Nur dass eben jedes Kind weiß, dass es mit dem Millionenmörder Hitler anders ausging als bei Quentin Tarantino. Den Marian aber mögen manche Kinogänger nach Roeh­lers Film tatsächlich für eine Art Opfer des Nationalsozialismus halten, weil sein nicht so bedeutender Lebenslauf von der Zeit verschluckt wurde. Kaum einer kennt noch Marians Filme, und sein berühmtester, Veit Harlans „Jud Süss“, liegt im alliierten Giftschrank neben Leni Riefenstahls „Triumph des Willens“. Darf nicht gezeigt werden. Immerhin wurde ja mit der Geschichte des schwäbischen herzöglichen Finanzberaters Joseph Süß Oppenheimer der nazionalsozialistische Judenhass zu legitimieren versucht, der im Holocaust gipfelte.

Tobias Moretti spielt beeindruckend das Falschsein im Wahren, sein Marian ist das Pfund von Roehlers Historiendrama. Mit dem Goebbels dagegen, der hier aus Moritz Bleibtreu platzt, ist das schon schwieriger. Charmeur und Brüllaugust – Bleibtreu versucht zwar, im Zuschauer den Original-Goebbels der Geschichtssendungen abzurufen – und dazu passt auch das Filmmaterial, das farbschwach an die bunten Bilder aus den 30ern erinnert –, die prustende Lebendigkeit Bleibtreus aber bleibt künstlich und clow­­­nesk. Wie auch das Spiel von RobertStadlober oder Ralf Bauer aufgesetzt wirkt. Die sehen irgendwie alle aus wie Leute von heute in Kostüme der nicht so guten alten Zeit gesteckt.

Roehler zeigt am Film über die Entstehung des „Jud-Süss“-Films, wie Kunst der Ideologie dient, wie diese verlogene Kunst ins Leben hineingreift und Tod erzeugt. Soldaten an der Front, so sehen wir, lassen sich von dem „Film ohne Gewissen“ aufpeitschen.
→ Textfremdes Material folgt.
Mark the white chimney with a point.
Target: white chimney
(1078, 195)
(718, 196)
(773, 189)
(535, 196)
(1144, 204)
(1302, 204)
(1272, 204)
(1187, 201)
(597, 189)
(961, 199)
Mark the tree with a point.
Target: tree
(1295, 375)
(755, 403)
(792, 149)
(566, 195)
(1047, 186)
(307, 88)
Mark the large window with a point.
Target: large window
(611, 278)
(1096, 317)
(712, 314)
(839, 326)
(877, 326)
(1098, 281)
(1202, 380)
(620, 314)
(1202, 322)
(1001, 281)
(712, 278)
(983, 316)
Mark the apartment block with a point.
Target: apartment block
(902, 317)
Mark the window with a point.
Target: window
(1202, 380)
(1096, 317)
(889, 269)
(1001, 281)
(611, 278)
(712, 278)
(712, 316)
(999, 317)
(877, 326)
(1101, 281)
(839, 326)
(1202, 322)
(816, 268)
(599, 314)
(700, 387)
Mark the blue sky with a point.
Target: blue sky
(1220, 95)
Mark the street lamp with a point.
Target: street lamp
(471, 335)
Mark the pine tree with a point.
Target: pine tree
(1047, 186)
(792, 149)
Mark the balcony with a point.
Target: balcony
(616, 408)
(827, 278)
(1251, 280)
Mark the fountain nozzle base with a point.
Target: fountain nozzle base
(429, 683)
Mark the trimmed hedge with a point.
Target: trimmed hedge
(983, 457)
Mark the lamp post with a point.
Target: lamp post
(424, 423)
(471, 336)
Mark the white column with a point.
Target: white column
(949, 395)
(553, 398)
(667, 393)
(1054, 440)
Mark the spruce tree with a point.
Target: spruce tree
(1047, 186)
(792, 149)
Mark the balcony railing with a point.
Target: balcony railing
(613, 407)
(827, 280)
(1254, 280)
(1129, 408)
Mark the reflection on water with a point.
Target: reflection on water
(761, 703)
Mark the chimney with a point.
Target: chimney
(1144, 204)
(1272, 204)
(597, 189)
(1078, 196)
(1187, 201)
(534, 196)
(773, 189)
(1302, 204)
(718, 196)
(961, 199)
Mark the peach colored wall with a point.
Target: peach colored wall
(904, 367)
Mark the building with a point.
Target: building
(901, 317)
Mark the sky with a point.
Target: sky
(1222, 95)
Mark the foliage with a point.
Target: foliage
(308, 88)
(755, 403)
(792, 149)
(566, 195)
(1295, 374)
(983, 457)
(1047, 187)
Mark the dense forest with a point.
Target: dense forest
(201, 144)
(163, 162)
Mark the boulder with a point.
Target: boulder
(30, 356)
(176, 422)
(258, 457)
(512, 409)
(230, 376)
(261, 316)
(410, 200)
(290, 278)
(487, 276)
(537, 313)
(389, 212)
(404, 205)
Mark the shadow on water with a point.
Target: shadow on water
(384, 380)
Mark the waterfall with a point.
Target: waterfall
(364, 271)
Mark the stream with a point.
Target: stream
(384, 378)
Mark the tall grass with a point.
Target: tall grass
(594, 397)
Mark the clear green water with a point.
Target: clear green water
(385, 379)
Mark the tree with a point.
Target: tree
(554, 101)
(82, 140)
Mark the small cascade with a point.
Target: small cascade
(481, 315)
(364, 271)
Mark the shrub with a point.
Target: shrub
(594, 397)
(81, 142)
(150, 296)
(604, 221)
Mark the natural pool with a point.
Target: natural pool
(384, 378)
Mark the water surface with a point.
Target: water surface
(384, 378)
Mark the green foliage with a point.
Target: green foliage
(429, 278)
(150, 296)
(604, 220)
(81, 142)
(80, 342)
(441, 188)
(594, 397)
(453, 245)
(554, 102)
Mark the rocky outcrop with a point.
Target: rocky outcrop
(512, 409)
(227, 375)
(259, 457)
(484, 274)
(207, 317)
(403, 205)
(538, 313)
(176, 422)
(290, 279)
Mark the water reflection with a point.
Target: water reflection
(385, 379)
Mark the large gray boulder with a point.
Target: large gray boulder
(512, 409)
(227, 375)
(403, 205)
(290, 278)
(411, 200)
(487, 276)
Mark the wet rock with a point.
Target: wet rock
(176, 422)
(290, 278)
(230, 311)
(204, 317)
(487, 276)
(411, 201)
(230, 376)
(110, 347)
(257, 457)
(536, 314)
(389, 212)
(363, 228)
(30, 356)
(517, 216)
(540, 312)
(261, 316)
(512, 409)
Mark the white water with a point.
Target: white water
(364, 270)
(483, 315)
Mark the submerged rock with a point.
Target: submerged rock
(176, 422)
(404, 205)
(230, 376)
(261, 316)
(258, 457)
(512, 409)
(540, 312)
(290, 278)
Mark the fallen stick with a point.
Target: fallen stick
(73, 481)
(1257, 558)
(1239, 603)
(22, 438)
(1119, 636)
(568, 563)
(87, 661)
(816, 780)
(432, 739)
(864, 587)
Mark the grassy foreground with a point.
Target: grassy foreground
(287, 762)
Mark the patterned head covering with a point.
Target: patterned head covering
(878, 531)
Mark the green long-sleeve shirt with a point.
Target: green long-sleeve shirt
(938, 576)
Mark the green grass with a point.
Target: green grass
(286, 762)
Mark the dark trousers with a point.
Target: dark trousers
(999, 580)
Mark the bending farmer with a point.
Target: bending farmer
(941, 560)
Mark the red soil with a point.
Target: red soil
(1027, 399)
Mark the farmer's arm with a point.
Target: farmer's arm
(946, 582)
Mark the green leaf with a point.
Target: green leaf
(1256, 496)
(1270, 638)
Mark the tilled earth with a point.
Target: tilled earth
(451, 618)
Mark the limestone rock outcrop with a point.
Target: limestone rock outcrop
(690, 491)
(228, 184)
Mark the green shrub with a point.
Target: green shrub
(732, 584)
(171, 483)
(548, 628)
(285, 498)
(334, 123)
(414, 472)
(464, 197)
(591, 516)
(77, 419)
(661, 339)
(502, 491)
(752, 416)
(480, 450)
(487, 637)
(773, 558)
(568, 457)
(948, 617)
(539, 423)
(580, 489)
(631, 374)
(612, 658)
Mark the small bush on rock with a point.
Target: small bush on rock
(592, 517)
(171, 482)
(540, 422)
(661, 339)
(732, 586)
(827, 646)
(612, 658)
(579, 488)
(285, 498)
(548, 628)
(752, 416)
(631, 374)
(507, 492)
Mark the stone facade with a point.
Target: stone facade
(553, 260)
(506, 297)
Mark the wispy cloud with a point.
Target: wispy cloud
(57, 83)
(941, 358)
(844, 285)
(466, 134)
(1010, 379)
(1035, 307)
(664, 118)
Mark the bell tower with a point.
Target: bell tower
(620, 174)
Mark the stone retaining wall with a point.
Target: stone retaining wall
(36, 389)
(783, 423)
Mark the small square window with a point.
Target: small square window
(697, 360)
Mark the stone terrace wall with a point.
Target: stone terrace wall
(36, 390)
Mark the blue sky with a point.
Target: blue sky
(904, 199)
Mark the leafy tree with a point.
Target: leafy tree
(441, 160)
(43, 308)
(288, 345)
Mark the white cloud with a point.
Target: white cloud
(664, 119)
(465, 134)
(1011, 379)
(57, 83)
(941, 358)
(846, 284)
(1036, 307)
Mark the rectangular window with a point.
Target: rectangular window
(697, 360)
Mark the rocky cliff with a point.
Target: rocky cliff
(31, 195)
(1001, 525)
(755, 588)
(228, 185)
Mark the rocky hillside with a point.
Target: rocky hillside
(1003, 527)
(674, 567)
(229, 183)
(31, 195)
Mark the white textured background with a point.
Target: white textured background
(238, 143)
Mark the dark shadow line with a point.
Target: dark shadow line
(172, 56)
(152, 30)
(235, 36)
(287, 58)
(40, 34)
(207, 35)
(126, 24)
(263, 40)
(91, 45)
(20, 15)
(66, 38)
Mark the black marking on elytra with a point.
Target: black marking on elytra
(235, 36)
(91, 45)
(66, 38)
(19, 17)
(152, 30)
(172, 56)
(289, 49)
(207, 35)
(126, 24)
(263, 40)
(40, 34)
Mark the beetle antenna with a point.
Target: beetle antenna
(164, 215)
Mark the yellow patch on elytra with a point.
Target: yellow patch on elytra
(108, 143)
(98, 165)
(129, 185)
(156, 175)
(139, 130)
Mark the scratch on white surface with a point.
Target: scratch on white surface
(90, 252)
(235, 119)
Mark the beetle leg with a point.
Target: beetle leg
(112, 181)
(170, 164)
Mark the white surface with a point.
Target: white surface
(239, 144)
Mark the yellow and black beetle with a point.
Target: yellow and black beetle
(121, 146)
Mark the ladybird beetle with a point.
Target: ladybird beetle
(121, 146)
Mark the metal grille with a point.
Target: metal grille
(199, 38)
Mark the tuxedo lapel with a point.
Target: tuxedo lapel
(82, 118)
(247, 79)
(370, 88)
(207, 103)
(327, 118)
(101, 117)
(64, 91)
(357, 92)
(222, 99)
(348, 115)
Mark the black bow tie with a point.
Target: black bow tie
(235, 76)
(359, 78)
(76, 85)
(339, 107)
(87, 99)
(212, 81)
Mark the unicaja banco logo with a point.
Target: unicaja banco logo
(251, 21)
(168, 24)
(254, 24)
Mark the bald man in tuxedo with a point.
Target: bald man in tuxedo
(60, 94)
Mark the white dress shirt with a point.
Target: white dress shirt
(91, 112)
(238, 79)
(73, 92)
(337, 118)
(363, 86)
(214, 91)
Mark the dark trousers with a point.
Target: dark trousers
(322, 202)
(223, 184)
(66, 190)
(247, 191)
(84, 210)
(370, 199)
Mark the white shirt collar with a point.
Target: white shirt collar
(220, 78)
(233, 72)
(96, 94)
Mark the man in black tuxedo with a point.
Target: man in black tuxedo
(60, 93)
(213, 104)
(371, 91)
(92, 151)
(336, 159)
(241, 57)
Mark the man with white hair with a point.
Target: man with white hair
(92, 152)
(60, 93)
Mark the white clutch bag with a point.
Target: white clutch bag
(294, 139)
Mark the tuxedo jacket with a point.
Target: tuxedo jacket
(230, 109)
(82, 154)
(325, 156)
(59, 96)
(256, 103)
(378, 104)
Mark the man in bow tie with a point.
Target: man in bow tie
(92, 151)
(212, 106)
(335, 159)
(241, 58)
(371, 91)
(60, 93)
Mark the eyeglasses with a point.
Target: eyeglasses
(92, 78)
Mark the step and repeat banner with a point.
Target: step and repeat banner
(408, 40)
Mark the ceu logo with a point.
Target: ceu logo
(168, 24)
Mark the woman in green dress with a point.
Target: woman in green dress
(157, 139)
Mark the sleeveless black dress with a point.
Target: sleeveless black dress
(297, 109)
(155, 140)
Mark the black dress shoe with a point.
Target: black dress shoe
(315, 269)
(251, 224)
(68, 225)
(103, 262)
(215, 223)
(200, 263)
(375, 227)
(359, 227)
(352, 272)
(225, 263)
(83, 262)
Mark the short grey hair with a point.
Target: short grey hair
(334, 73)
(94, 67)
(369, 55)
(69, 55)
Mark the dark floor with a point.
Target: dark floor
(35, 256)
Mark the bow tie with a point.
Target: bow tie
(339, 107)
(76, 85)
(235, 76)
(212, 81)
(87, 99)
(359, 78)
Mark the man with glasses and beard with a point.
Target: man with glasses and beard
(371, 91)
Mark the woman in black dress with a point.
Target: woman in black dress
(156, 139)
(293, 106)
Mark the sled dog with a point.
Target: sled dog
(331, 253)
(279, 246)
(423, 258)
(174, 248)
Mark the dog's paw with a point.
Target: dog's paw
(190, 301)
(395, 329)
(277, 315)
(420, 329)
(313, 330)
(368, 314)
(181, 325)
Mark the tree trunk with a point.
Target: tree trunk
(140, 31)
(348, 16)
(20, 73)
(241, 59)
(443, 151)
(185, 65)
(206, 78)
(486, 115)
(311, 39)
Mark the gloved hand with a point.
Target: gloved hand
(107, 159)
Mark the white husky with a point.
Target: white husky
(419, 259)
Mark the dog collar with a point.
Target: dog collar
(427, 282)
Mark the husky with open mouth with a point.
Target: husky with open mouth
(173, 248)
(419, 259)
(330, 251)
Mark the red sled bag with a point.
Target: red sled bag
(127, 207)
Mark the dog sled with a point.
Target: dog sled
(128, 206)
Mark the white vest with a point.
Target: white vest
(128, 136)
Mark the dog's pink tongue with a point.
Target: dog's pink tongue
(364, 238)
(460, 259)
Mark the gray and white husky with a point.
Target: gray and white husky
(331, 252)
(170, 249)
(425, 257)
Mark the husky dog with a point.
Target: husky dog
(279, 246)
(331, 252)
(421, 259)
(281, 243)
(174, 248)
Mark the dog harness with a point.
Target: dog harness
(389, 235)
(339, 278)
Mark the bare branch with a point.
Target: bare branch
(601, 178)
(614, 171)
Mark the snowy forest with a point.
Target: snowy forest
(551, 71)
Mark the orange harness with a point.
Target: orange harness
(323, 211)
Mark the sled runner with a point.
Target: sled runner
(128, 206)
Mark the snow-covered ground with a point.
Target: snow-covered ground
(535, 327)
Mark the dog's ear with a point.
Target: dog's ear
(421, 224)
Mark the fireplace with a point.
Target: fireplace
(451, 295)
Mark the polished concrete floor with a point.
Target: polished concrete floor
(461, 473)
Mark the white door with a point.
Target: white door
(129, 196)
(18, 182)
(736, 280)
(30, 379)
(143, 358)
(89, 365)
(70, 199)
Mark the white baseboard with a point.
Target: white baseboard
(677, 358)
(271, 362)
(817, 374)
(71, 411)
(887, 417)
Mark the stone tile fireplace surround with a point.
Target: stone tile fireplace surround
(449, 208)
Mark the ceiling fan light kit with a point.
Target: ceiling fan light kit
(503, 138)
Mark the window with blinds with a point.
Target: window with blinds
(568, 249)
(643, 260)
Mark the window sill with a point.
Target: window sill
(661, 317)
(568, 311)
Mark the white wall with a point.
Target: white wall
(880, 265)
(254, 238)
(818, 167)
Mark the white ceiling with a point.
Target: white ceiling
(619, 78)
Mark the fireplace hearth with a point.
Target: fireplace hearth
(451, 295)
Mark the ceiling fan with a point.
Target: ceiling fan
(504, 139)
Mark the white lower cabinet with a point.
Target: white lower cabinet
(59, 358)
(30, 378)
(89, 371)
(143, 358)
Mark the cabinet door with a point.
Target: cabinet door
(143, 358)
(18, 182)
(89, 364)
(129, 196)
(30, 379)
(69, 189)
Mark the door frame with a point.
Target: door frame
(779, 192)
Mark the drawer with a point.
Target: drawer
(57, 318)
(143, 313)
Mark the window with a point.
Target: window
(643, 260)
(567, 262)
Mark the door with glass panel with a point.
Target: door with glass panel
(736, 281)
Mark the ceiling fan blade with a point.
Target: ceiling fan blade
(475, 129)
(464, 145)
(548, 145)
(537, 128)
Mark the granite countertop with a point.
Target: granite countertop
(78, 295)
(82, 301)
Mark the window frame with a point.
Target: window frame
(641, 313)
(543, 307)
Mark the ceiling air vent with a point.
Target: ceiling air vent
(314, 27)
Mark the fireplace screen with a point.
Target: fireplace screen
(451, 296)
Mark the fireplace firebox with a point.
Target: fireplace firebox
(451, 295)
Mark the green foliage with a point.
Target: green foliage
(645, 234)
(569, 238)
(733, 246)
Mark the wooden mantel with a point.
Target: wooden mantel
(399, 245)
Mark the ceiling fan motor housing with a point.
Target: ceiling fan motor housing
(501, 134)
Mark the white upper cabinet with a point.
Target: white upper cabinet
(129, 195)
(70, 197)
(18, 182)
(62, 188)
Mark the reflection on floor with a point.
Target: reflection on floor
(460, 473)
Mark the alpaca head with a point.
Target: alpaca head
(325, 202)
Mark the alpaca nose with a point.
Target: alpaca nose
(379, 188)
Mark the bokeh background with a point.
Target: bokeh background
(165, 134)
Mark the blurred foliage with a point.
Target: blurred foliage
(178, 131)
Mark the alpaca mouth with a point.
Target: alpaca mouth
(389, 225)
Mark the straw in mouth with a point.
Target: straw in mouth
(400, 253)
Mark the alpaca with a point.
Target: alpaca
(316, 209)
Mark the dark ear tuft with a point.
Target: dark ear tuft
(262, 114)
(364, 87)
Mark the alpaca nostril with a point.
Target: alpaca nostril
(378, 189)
Dafür folgt Roehler dem Vorbild – in freilich deutlich geringfügigerem Ausmaß als der „Jud Süss“-Regisseur Harlan – und beugt die Wahrheit. Nein, die echte Frau Marian (Marina Gedeck) wurde nicht im Vernichtungslager „vergast“. Antisemitisch, wie es der Zentralrat der Juden befand, ist Roehlers Film zwar an keiner Stelle – aber dafür antiauthentisch. Und obszön – Marian hat im Bombenhagel Bombensex mit der späten Sexbombe Gudrun Landgrebe. Bei der Berlinale gabs dafür massives Gebuhe.

Roehler lässt sich faszinieren von der Macht des Kinos in den Händen der Falschen. Am Ende fehlt ihm leider unsere Erschütterung.

„Jud Süss – Film ohne Gewissen“, D 2010, 120 Min. Regie: Oskar Roehler. Darsteller: Tobias Moretti, Moritz Bleibtreu, Martina Gedeck, Armin Rohde, Gudrun Landgrebe.